The Steps for Handling Event Data

The developers constructed a logical model to describe the sequence of operations for handling event information received from devices. This model consists of 4 steps:

  • Ingestion Receiving event data from devices. Events must be received reliably and in good time (not necessarily real-time).
  • Processing Processing event information once it has been received. Processing could include operations such as filtering and aggregating event data, or simply passing the received raw data through to another system for storage and analysis.
  • Storage Recording the processed event data in safe, reliable storage. The storage system must be capable of handling potentially large volumes of incoming data and be flexible enough to support complex queries efficiently.
  • Interaction Providing mechanisms to enable operators and data analysts to examine the event data and utilize this information to draw meaningful conclusions about the state of devices and buildings.

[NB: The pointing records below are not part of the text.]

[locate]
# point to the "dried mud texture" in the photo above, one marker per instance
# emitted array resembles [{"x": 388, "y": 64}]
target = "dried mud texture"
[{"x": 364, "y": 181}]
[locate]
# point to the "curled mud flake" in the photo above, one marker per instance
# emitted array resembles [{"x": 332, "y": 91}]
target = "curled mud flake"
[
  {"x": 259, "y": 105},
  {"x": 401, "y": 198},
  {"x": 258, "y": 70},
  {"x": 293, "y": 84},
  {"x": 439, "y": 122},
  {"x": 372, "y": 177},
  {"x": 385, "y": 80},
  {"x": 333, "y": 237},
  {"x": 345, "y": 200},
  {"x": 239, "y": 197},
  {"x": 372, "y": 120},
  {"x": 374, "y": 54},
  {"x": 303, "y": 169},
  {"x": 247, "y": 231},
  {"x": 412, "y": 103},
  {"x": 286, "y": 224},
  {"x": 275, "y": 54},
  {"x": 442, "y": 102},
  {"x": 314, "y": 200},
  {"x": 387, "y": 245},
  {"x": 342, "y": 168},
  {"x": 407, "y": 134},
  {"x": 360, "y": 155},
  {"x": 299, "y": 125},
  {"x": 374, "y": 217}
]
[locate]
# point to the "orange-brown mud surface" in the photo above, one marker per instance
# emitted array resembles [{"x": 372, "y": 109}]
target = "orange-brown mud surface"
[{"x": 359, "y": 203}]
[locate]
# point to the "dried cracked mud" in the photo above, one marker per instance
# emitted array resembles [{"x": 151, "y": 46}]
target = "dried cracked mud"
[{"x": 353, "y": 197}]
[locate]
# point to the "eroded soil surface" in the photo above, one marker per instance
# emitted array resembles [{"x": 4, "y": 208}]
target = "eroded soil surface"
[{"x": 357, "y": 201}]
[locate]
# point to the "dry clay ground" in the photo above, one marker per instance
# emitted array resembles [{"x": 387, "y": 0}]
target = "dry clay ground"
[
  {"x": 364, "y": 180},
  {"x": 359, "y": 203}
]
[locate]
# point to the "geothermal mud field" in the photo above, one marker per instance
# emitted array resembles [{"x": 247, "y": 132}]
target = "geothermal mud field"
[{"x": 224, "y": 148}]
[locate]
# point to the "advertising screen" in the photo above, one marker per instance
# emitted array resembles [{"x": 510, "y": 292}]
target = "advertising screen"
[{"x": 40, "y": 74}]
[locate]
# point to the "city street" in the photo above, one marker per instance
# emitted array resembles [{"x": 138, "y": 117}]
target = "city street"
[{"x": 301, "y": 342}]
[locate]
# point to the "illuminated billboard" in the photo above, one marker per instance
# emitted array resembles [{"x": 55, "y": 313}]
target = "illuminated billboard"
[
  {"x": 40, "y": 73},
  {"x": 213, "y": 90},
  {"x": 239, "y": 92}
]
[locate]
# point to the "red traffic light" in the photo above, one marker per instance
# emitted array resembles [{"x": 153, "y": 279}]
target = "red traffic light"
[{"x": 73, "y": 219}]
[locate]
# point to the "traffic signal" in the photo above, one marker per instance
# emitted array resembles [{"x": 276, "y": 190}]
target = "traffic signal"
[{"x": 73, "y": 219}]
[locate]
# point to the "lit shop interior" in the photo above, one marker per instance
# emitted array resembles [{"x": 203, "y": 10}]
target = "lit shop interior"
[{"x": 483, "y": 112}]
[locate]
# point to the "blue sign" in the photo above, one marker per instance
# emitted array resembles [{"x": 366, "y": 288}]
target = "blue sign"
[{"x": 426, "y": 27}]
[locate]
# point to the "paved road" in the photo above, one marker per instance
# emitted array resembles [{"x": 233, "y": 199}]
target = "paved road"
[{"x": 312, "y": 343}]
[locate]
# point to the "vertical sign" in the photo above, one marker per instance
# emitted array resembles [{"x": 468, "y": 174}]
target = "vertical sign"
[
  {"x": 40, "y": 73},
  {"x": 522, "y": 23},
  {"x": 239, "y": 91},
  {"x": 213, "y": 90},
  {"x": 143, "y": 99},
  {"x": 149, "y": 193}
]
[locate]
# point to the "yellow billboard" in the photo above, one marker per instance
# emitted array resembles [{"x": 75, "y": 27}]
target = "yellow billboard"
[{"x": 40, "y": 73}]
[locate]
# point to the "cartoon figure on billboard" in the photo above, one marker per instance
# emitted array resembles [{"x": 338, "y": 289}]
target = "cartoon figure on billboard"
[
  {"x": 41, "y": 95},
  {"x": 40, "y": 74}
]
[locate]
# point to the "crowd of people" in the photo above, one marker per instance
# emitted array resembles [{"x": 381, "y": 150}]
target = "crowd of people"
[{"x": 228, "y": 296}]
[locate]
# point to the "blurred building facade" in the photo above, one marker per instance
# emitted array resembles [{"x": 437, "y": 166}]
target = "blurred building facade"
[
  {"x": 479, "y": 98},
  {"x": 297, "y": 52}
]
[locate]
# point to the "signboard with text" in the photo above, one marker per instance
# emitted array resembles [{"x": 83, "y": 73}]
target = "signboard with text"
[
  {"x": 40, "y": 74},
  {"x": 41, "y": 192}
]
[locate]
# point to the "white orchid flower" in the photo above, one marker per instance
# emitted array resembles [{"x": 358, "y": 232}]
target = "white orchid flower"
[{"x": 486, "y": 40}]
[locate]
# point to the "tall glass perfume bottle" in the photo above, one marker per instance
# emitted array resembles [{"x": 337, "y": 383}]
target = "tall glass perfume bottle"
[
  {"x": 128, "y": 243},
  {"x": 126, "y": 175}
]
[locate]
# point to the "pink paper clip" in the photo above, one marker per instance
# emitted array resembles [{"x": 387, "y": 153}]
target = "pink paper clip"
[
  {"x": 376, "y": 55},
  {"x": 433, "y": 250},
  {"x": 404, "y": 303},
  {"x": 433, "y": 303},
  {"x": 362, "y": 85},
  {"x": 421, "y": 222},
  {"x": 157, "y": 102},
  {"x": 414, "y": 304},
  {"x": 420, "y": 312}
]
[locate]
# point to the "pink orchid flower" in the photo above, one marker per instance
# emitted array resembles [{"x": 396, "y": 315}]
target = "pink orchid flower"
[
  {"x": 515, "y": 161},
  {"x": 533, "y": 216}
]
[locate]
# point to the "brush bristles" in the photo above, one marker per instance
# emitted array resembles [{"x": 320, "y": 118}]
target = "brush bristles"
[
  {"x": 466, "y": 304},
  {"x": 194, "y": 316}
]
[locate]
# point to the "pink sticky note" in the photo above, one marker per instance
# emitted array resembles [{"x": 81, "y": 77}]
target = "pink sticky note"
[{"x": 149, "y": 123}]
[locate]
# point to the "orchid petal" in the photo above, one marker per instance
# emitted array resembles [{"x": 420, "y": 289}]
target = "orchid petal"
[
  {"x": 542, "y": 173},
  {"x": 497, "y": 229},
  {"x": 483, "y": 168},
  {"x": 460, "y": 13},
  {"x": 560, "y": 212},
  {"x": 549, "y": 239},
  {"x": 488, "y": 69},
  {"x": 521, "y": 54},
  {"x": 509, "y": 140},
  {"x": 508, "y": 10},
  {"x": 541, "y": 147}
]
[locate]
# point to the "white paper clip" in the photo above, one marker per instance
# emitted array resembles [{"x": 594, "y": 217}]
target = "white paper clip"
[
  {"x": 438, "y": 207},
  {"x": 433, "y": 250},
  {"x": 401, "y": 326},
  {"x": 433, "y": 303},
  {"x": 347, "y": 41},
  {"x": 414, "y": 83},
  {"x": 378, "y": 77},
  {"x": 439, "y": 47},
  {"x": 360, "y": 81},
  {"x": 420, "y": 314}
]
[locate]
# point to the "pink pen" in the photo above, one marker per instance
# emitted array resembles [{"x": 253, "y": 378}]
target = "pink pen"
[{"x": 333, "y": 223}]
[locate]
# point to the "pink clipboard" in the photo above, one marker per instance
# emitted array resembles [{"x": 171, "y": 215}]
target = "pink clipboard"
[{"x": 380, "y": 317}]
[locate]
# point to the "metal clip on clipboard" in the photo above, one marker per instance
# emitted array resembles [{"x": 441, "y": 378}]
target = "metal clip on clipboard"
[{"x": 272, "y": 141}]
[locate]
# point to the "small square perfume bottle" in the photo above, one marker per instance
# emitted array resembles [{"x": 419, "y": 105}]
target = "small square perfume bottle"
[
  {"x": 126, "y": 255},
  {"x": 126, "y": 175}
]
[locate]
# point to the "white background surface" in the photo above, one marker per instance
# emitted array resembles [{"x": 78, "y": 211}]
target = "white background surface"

The intention is that each of these steps can be implemented by using a variety of different technologies, and the developers did not want to be bound unnecessarily to a specific tool or service until they had established its suitability and capabilities. However, these steps are not set in stone; they might evolve as the developers learn more about the capabilities of the solution they are building and the services that they select, and additional steps could be included to cover as-yet undiscovered use-cases and scenarios.

The Implementation Phases

The developers decided to approach the system design and implementation through a series of incremental phases, each associated with building a functional part of the system. This strategy enables them to evaluate the appropriate technologies as well as quickly deploy something concrete that can form part of the solution. Note that these phases are orthogonal to the steps identified above for handling event data; a single phase may cover elements of more than one step, and a single step could be a feature of more than one phase.

The phases that they defined are:

  1. Capturing event data and saving it in its raw format to cold storage. The purpose of this phase is to determine an approach to ingesting data, performing the simplest of processing, and saving it for subsequent analysis. Because the customer requires all event data to be stored indefinitely, the volume of data held in cold storage could become very large. Cold storage must therefore be inexpensive.

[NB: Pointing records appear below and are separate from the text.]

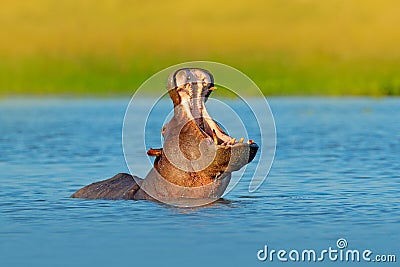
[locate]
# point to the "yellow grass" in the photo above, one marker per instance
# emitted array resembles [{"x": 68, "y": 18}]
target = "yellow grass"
[{"x": 282, "y": 44}]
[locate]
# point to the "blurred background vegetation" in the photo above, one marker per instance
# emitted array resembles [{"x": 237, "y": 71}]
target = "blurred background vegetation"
[{"x": 288, "y": 47}]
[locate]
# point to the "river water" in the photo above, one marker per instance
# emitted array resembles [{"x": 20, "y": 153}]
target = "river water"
[{"x": 336, "y": 174}]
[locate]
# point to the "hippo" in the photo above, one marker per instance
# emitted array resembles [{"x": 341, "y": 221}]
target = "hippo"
[{"x": 197, "y": 157}]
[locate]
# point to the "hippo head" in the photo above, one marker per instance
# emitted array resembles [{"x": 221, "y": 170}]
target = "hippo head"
[{"x": 198, "y": 156}]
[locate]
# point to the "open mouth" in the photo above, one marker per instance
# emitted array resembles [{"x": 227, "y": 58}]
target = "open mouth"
[{"x": 193, "y": 87}]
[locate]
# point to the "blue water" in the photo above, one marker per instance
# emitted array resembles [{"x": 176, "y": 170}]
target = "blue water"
[{"x": 336, "y": 175}]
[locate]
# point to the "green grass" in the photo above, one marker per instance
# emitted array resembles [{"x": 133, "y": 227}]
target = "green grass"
[{"x": 288, "y": 47}]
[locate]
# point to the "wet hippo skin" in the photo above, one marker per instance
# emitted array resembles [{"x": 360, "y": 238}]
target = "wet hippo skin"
[{"x": 197, "y": 157}]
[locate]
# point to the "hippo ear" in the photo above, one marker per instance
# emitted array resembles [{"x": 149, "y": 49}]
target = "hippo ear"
[{"x": 176, "y": 99}]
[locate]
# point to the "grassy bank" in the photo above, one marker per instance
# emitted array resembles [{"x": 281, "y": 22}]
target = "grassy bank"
[{"x": 288, "y": 47}]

  2. Saving event data to warm storage for ad-hoc exploration. This phase is concerned storing data for warm processing. Analysts and operators performing ad-hoc queries are unlikely to require the details of every historical event, so warm storage will only record the data for recent events. This will enable queries to run more quickly, and be more cost effective for expensive data stores that support the features required to run complex queries.

  3. Saving event data to warm storage for generating aggregated streams. This phase considers the issues around generating information derived from the original event data. Initially, this derivative information is a rolling record of the average temperature reported by all devices in each building over the previous 5 minutes, but additional aggregations may be added as required by the client. As with the previous phase, these queries only require access to recent data, but the processing is more defined.

  4. Provisioning new devices. TBD

  5. Translating event data for legacy devices. TBD

Other phases may be added as development progresses.

As we proceed on this journey, we will fill out the details of each phase by adding new milestones. Each milestone will have a specific set of goals, deliverables, and target date. We'll also create an entry in this journal for each milestone, describing the decisions that Fabrikam made, why they made these decisions, and any specific issues that they uncovered.